MISIM can then suggest other ways the code might be written, offering corrections and ways to make it faster or more efficient. The tool’s ability to understand what a program is trying to do lets it identify other programs that do similar things. In theory, this approach could be used by machines that wrote their own software, drawing on a patchwork of preexisting programs with minimal human oversight or input.

MISIM works by comparing snippets of code with millions of other programs it has already seen, taken from a large number of online repositories. First it translates the code into a form that captures what it does but ignores how it is written, because two programs written in very different ways sometimes do the same thing. MISIM then uses a neural network to find other code that has a similar meaning. In a preprint, Gottschlich and his colleagues report that MISIM is 40 times more accurate than previous systems that try to do this, including Aroma.

MISIM is an exciting step forward, says Veselin Raychev, CTO at the Swiss-based company DeepCode, whose bug-catching tools—among the most advanced on the market—use neural networks trained on millions of programs to suggest improvements to coders as they write.

But machine learning is still not great at predicting whether or not something is a bug, says Raychev. That’s because it is hard to teach a neural network what is or isn’t an error unless it has been labeled as such by a human.
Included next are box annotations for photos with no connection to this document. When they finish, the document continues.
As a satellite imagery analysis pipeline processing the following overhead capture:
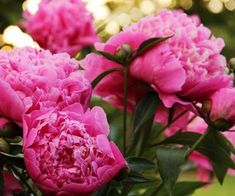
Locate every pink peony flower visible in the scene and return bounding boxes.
[3,171,22,196]
[81,10,232,111]
[23,104,126,195]
[210,88,235,125]
[0,48,91,123]
[124,10,232,107]
[23,0,99,55]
There’s a lot of interesting research being done with deep neural networks and bug fixing, he says, “but practically they’re not there yet, by a very big margin.” Typically AI bug-catching tools produce lots of false positives, he says.

MISIM gets around this by using machine learning to spot similarities between programs rather than identifying bugs directly. By comparing a new program with an existing piece of software that is known to be correct, it can alert the coder to important differences that could be errors.

Intel plans to use the tool as a code recommendation system for developers in-house, suggesting alternative ways to write code that are faster or more efficient. But because MISIM is not tied to the syntax of a specific program, there is much more it could potentially do. For example, it could be used to translate code written in an old language like COBOL into a more modern language like Python. This matters because a lot of institutions, including the US government, still rely on software written in languages that few coders know how to maintain or update. 

Ultimately, Gottschlich thinks this idea could be applied to natural language. Combined with NLP, the ability to work with the meaning of code separately from its textual representation could one day let people write software simply by describing what they want to do in words, he says. 

“Building little apps for your phone, or things like that that will help your everyday life—I think those are not too far off,” says Gottschlich. “I would like to see 8 billion people create software in whatever way is most natural for them.”